Dirty track???????????? I find it incredible that anyone could have dirty track. After all there is a thread almost every week, on one Forum or another, about how to clean track. /DesktopModules/NTForums/themes/mls/emoticons/laugh.gif


----------



## joe rusz (Jan 3, 2008)

A neat caboose and a must have for sure, but I still would have preferred that side-door crummy Bachmann built as a prototype a few years ago.


----------



## JoelB (Jan 3, 2008)

I think that the Mallet is based on Clemons Logging (later Weyerhauser) No. 7, built in 1925. There are a few details not exactly as it ran in Washington, but the proportions are correct. 

But that engine was standard gauge -- is Bachmann marketing this model as narrow gauge??


----------



## Dougald (Jan 2, 2008)

Joel 

B'mann is indeed marketing the mallet as a narrow gauge loco. B'mann has declared it a model of a loco Baldwin proposed to the Biles-Coleman Lumber Co - the loco was never built. 
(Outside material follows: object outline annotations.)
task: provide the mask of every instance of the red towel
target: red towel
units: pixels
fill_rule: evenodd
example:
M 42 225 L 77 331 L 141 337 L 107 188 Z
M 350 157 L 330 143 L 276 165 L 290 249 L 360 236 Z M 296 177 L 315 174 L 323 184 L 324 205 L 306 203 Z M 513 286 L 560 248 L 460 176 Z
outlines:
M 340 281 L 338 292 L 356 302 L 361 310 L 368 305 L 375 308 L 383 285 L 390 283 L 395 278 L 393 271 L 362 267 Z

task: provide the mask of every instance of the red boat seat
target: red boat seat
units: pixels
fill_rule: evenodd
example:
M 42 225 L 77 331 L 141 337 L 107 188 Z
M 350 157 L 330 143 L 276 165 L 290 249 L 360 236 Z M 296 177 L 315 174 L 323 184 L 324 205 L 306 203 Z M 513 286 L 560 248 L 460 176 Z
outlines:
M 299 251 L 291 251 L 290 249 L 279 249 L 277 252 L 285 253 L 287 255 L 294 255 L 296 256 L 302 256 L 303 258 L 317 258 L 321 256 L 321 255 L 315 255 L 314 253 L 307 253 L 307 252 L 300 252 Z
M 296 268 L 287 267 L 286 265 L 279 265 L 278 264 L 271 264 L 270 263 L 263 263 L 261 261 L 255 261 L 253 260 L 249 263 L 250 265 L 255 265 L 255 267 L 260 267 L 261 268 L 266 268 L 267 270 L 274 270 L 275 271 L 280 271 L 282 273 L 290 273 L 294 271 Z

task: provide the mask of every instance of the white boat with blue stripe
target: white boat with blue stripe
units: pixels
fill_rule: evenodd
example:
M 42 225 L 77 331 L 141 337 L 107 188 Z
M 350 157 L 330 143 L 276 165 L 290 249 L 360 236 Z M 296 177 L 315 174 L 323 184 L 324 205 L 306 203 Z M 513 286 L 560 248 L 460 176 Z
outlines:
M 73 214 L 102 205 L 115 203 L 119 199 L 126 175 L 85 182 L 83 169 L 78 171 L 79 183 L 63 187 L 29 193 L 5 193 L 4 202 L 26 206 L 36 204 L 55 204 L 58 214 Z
Various pics and drawings exist of the proposed prototype. It was a catalog loco and various versions were sold to standard gauge roads. 

Regards ... Doug


----------



## rgolding (Jan 2, 2008)

So that makes it fit both a narrow gauge anf standard gauge format. Much like the 45 tonner.


----------



## SlateCreek (Jan 2, 2008)

The Baldwin proposal document says (among other things) that this 36" gauge 2-6-6-2 would be built "similar to" Weyerhauser/Rayonier #110. As such, it would have a family resemblance, of sorts, to that locomotive vis a vis outline, arrangement of features, split saddle tanks, and other features. The measurements in the plan, however, make it very much a narrow gauge locomotive, with respect to spacing, frame size, and profile. It's not just a standard gauge locomotive with the gauge pinched to fit 3' gauge track. 

HOWEVER 

Since the Biles-Coleman locomotive was never actually built, chances are it will greatly resemble the surviving Rayonier 110 in many respects, as just as its prototype would have been, it will likely be "based on" or "similar to" what the designers can see when they look at it. 

Matthew (OV)


----------